Of all the ways in which an employment relationship can terminate, there is likely none more detrimental to an employee than the dreaded dismissal for cause or for “just cause.”

A dismissal for cause occurs when an employer claims that they have no obligation to provide an employee with reasonable notice of their dismissal (or pay in lieu of reasonable notice) because the employee has engaged in some form of wrongful conduct causing an irreparable breach of the employment relationship. The impugned conduct may be a single particularly serious incident, or an accumulation of incidents. Whichever the case, an employer making this claim has a significant burden to bear in order to establish that a dismissal for cause is warranted.

Courts in Ontario have broadly approached the question of whether cause existed to terminate an employment relationship by examining whether the employee’s conduct caused a breach in the employment relationship by violating an essential term of the relationship or by destroying the employer’s trust in the employee.

The employer’s response to the alleged breach is relevant as well. Courts have, among other things, examined whether the employer previously condoned the conduct that forms the basis of the allegation of cause or whether there was a less severe disciplinary action which could have reasonably been taken in the circumstances. Generally speaking, the courts have favoured less severe forms of punishment, particularly for employees with many years of service or in cases where the employer had an established policy of progressive discipline.

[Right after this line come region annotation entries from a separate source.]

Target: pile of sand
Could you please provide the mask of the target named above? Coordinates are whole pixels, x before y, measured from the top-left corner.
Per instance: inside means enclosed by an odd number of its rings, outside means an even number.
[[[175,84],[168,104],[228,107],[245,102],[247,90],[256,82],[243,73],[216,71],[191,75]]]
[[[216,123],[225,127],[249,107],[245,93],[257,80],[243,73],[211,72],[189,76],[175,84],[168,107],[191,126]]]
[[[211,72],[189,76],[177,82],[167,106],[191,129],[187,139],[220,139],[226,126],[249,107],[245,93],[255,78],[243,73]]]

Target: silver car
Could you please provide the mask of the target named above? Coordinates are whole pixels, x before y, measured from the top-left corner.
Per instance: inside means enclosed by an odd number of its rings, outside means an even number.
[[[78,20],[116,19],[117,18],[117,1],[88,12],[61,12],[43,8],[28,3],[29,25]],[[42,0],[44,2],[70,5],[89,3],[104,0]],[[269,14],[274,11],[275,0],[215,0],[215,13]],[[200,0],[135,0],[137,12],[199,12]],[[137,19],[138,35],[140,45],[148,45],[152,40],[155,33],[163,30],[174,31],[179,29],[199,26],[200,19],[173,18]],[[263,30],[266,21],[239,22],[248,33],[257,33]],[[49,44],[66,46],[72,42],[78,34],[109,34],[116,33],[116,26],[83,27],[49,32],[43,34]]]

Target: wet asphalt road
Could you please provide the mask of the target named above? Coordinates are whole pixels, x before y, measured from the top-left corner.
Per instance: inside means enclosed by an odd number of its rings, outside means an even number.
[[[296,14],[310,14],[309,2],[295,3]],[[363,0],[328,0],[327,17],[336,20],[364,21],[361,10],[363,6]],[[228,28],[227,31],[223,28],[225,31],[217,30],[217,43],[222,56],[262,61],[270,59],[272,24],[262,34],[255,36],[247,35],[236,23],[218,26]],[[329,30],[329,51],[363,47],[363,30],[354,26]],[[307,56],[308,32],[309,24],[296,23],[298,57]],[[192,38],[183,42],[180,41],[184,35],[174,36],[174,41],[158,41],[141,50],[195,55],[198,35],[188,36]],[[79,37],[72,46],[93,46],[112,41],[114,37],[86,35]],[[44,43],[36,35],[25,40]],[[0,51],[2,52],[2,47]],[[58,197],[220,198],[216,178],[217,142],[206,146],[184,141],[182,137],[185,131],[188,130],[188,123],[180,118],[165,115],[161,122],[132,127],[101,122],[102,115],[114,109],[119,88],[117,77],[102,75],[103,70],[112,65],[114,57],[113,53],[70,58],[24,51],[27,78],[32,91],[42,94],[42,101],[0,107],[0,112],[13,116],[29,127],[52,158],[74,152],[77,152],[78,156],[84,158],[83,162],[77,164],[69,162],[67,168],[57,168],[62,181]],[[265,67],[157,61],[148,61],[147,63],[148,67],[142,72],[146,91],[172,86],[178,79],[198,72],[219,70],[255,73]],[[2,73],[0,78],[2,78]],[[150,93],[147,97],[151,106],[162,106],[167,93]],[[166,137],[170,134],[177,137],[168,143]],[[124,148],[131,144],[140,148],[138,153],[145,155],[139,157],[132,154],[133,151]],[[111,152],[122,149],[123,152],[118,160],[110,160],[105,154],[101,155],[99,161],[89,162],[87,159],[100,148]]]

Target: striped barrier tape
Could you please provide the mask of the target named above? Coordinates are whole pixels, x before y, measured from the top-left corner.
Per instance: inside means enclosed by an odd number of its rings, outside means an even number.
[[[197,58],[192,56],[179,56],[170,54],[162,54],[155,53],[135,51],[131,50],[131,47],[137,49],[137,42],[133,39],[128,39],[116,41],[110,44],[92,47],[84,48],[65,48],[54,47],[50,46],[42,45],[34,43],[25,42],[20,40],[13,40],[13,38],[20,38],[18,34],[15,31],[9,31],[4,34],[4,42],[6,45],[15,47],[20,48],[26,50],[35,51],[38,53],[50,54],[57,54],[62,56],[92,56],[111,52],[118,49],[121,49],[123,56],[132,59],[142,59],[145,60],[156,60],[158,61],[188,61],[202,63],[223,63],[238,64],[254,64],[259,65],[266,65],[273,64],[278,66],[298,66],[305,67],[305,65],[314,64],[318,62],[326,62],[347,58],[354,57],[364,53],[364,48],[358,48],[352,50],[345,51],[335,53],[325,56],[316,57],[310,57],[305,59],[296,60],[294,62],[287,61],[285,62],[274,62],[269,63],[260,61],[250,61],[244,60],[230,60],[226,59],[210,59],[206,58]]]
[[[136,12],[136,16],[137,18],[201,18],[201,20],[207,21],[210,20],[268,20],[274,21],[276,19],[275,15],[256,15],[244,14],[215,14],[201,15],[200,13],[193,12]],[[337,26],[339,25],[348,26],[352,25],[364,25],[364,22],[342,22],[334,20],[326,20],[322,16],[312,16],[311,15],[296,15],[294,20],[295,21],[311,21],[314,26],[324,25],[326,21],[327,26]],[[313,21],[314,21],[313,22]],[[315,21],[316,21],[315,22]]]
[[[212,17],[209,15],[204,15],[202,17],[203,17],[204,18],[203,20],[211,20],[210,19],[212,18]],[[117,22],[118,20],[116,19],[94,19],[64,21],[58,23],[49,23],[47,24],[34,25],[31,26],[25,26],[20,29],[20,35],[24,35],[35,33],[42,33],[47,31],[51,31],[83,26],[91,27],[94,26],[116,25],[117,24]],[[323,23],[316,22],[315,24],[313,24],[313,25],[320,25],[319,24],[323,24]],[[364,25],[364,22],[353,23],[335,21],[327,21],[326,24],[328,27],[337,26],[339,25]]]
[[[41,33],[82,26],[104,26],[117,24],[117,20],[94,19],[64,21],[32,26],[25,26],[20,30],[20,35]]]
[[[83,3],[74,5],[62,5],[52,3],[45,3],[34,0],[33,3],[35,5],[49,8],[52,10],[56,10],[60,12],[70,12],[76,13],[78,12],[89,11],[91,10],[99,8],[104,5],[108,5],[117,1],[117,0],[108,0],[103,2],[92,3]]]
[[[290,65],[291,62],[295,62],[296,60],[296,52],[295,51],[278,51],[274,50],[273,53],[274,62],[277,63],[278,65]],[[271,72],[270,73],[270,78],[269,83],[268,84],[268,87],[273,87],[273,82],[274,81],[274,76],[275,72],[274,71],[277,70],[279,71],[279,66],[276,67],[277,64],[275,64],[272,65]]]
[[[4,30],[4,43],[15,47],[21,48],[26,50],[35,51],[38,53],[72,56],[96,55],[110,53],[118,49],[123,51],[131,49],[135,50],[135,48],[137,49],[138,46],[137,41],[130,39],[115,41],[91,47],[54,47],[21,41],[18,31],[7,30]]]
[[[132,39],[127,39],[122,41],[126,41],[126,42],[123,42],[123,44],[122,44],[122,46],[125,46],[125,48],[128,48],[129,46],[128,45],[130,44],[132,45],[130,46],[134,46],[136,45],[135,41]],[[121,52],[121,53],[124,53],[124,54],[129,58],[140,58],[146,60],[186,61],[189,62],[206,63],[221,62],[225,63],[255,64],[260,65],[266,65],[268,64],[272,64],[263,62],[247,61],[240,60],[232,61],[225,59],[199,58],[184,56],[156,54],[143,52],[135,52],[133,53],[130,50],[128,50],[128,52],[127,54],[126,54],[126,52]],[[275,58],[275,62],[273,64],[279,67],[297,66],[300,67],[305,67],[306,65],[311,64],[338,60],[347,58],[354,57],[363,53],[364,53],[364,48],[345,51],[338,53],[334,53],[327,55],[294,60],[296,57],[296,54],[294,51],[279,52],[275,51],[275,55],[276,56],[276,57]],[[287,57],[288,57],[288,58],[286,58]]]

While each allegation of cause must be assessed within its own unique circumstances, there are some common scenarios that have supported a finding that just cause existed, including:

  • An incident (or incidents) of workplace violence or harassment
  • Dishonesty, including as theft or fraud
  • Serious breaches of trust, such as misconduct that promotes the employee’s interests at the expense of the employer’s
  • Insubordination, such as refusal to comply with explicit instructions, policies and procedures
  • Chronic absenteeism

An employer who relies on an unfounded or fabricated allegation of cause in order to try to avoid compensating a dismissed employee does so at their own risk; they may be exposing themselves to claims for bad faith dismissal in addition to claims for wrongful dismissal.

As an employee, if you have been dismissed for cause it is important to seek legal advice before accepting such a dismissal or signing any agreement that may impact your ability to pursue a legal claim in the future. As an employer, it is important to seek legal advice if you are contemplating dismissing an employee for cause to ensure you are doing so appropriately and have adequately protected yourself.